Geraldine Higgins

Director of Irish Studies

English

Office: Callaway N212-A

Phone: 404-727-2232

Email: ghiggin@emory.edu

Education

  • B.A., Trinity College, Dublin
  • D.Phil., Trinity College, Oxford

Biography

Geraldine Higgins specializes in twentieth century Irish literature and culture. She joined the Emory faculty in 1996 after completing a D.Phil. at Trinity College, Oxford and a B.A. in English and History at Trinity College, Dublin. In 2014, she was awarded the Massee-Martin/NEH Distinguished Teaching Chair for the term of 2014-2018.
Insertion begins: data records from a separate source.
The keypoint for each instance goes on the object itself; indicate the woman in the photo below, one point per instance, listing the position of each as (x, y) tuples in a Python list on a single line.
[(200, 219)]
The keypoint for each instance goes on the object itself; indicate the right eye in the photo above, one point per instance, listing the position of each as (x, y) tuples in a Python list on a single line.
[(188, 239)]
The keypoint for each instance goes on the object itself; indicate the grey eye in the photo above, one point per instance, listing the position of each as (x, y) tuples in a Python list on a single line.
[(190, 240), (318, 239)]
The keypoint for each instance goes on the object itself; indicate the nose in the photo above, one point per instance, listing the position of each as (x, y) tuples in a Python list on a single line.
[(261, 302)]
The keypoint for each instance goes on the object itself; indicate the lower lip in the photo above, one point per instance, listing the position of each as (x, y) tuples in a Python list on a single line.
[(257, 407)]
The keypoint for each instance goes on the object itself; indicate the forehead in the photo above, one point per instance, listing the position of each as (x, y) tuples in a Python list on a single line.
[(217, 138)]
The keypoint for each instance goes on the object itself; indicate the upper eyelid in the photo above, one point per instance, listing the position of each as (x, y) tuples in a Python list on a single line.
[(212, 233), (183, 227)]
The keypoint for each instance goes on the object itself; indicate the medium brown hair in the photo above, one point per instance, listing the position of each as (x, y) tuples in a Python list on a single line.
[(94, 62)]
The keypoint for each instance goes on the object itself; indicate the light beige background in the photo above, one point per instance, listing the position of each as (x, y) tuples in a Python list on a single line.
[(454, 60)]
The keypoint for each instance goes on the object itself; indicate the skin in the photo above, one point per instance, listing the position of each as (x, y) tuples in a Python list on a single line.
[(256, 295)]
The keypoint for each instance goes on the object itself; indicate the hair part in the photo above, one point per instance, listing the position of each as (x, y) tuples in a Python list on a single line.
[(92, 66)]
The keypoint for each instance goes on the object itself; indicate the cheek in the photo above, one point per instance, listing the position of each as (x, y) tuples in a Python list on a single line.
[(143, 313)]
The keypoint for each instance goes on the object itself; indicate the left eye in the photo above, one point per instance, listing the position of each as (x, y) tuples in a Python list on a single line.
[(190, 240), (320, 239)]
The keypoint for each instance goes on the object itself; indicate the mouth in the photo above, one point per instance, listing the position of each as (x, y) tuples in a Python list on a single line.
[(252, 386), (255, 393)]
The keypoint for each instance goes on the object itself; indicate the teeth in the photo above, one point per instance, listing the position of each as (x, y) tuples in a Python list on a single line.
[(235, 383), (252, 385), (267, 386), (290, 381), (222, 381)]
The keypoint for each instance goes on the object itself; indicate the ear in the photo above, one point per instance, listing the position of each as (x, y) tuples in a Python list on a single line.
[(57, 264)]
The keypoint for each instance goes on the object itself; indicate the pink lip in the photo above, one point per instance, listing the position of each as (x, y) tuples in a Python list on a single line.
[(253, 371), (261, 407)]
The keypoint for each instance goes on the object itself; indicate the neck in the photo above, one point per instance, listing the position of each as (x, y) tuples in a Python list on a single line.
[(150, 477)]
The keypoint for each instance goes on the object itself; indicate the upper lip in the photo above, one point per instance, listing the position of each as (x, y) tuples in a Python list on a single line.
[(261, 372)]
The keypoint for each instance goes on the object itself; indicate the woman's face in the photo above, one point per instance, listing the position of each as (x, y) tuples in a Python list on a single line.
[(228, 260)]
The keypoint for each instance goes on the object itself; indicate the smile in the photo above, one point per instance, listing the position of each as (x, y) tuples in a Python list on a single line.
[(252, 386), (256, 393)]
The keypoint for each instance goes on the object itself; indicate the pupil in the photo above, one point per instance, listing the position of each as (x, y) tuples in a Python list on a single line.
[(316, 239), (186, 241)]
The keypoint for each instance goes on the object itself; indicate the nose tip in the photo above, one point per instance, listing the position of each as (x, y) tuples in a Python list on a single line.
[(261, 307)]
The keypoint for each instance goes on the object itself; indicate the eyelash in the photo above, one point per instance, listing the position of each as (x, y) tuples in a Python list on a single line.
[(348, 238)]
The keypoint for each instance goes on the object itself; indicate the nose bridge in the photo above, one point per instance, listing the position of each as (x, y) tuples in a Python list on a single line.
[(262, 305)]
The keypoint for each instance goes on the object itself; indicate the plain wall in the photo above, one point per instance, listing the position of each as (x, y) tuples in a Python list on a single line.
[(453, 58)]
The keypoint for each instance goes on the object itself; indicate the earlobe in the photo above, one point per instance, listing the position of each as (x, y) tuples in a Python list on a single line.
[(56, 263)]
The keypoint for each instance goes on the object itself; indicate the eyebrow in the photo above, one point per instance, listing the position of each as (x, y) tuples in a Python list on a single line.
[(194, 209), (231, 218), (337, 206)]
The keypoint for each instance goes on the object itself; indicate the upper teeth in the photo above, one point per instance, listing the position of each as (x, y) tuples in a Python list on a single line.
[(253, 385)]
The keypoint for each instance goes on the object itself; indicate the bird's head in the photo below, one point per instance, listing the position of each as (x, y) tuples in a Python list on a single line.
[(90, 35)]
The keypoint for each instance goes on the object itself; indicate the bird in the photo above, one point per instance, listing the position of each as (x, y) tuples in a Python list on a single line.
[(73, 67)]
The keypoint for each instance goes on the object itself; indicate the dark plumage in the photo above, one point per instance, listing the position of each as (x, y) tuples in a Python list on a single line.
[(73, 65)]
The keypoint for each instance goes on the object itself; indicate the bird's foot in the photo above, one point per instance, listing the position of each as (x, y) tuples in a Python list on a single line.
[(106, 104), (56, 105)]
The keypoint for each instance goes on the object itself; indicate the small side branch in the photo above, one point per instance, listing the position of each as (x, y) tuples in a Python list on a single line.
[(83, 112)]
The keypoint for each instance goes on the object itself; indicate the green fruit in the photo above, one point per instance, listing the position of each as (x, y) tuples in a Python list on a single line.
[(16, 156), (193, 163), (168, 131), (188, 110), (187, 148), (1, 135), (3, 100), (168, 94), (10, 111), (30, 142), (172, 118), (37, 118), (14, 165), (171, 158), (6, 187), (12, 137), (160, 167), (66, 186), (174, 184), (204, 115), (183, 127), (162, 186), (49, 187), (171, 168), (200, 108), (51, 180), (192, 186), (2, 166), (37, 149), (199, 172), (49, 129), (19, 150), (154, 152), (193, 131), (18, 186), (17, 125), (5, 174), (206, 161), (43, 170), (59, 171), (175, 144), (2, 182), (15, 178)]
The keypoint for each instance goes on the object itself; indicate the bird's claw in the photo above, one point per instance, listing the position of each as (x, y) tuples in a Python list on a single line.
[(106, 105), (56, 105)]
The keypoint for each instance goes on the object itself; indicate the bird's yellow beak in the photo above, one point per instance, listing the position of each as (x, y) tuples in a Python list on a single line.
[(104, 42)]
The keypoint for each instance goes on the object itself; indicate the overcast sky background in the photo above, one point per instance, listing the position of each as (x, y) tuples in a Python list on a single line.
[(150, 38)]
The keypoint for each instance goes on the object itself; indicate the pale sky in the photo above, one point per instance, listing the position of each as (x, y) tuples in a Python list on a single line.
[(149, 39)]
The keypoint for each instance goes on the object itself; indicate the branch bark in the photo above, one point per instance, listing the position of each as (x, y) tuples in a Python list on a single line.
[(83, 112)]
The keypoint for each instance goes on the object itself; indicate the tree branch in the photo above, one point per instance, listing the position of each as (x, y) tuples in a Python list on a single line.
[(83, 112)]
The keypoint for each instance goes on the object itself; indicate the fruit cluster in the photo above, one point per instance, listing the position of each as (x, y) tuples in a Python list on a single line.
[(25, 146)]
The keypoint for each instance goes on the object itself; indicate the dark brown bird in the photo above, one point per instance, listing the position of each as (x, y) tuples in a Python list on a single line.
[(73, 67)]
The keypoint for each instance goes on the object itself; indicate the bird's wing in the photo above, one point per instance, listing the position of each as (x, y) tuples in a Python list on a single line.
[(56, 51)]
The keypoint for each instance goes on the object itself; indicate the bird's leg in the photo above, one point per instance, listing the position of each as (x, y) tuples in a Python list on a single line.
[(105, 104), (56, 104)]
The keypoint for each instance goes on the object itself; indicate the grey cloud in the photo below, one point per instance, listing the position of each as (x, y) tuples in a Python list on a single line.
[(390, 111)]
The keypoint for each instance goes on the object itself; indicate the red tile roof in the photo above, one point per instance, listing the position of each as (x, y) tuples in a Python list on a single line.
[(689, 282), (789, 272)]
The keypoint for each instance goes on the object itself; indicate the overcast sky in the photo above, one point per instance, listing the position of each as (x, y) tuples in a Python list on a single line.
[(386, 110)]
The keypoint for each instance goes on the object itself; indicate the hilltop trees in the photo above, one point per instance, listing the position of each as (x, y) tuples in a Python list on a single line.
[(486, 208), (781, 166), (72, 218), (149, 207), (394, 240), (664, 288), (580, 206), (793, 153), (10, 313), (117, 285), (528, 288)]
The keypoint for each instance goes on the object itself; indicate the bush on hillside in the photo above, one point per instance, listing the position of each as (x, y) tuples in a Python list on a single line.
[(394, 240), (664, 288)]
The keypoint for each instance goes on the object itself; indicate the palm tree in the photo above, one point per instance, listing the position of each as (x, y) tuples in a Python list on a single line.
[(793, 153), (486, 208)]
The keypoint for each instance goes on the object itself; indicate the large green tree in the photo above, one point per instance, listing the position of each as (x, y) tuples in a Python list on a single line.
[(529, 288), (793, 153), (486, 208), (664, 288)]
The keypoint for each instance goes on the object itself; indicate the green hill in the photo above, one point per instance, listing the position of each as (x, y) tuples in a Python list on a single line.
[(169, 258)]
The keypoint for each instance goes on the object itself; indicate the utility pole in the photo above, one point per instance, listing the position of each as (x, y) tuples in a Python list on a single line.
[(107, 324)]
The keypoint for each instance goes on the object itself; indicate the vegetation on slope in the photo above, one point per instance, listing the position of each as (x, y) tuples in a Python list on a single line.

Her two books and selected articles address the troubled connections between art and the representation of violence, the poet and the polis, tradition and modernity. Heroic Revivals from Carlyle to Yeats (Palgrave) examines the work of Carlyle, O'Grady, Russell (AE), Synge and Yeats, reassessing the aesthetic and political dimensions of the Revival's heroic ideal and its implications for the construction of Irish modernity. Her second book, Brian Friel (Northcote House), is a critical study of Ireland's most influential and important living playwright. This study of Friel places his work within the context of the Irish dramatic tradition and examines his position as a writer from the north of Ireland negotiating between the responsibilities of art and the demands of violent conflict. Higgins also writes about representations of Irishness in popular culture such as “The Quotable Yeats: Modified in the guts of the living” and “Tara, the O’Haras and the Irish Gone with the Wind.”

Professor Higgins is Director of Irish Studies at Emory and the curator of the acclaimed exhibition “Seamus Heaney: The Music of What Happens” showing at the Woodruff Library from February-November 2014. In 2016-2017, she will assume the directorship of the Yeats International Summer School in Sligo, Ireland.